Em 1979, eu, dona Lila Covas, Renata Gato, que foi mulher do Marcelo Gato, líder sindical, a família de Rubens Paiva, enfim, todas nós, a maioria mulheres, porque os homens tinham sido torturados, mortos, ou estavam fora do Brasil, eles tinham suas famílias. Aqui, nós nos reunimos, porque não era um movimento só local, era nacional, e no dia 10 de novembro de 79 nós acabamos conseguindo a anistia. Aí tivemos a volta de Paulo Freire, a volta dos intelectuais que tinham ido para o Chile depois do golpe militar no Brasil e pegaram o golpe militar de 73, o golpe que depôs Salvador Allende. E tivemos a volta de muitos que foram estudar e a maioria acabou parando na França, como o caso de FHC.

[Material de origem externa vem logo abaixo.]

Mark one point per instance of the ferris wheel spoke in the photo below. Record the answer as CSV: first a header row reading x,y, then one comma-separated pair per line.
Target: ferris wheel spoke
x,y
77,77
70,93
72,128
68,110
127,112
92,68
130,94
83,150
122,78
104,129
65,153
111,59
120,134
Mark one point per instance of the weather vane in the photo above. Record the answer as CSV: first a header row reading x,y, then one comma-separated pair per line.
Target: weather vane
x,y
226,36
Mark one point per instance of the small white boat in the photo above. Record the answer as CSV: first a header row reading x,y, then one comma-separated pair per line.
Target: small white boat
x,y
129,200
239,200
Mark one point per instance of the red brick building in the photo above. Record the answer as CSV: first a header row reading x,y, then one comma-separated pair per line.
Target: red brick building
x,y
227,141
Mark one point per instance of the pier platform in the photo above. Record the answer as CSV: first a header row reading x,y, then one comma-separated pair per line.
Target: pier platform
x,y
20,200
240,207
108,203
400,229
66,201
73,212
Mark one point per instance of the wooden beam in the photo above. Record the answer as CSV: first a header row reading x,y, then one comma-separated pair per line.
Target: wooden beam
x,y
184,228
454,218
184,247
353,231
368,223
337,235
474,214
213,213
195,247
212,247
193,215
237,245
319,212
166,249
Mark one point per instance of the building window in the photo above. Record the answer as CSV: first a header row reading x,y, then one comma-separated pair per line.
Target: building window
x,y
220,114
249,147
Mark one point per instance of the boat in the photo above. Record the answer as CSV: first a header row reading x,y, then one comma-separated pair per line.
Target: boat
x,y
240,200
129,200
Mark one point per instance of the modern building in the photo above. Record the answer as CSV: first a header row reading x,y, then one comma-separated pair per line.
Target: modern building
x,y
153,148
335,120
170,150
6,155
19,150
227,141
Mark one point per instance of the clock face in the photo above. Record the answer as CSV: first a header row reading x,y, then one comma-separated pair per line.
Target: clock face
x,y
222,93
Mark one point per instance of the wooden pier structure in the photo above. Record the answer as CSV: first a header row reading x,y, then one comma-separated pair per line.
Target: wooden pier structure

Esta é uma pequena história particular da ditadura militar em relação ao cerceamento de direitos do povo brasileiro, mas em particular, de como aconteceu com a minha família. Mexer nesses papéis é muito doloroso, mas quero dar entrada antes que o Governo Lula acabe. Tive coragem, tive auxílio de uma amiga para isso e dentro de poucos dias estaremos dando entrada no Ministério da Justiça, para que esta figura da anistia seja dada ao meu pai. Isso é muito importante.
Isto repararia um erro histórico?
Telma: Em minha opinião nada repara o erro histórico. Quem vai devolver um homem que morreu, em minha opinião, porque foi impedido de fazer política, impedido de trabalhar? Ele voltou para o cais, com muita dignidade, mas aquilo que ele fazia melhor, que era justamente fazer política, ele foi impedido. Enfim, não se morre aos 50 anos, principalmente de morte matada, como eu acho que foi o meu pai.
Pesaram as atribulações do período?
Telma: Acho que foi mais a dor de você não ter o direito de fazer algo porque você tem idéias a respeito da política. Você não pode ser privado de exercer livremente aquilo que você pensa, aquilo que você acredita. Esta punição é muito dolorosa e isto não volta. Com certeza, as nossas lutas para que a democracia, que um estado de direito cada vez mais sólido seja construído, eu me dedico a elas de uma maneira quase que insana, para que momentos como este não voltem mais, para que nossos filhos e netos não tenham que passar mais por estes momentos de exceção; e (me dedico) em ajudar os países que ainda tenham este momento no seu desenvolvimento civilizatório e político, para que eles rapidamente saiam destes estágios e cheguem a outra situação de estado de direito.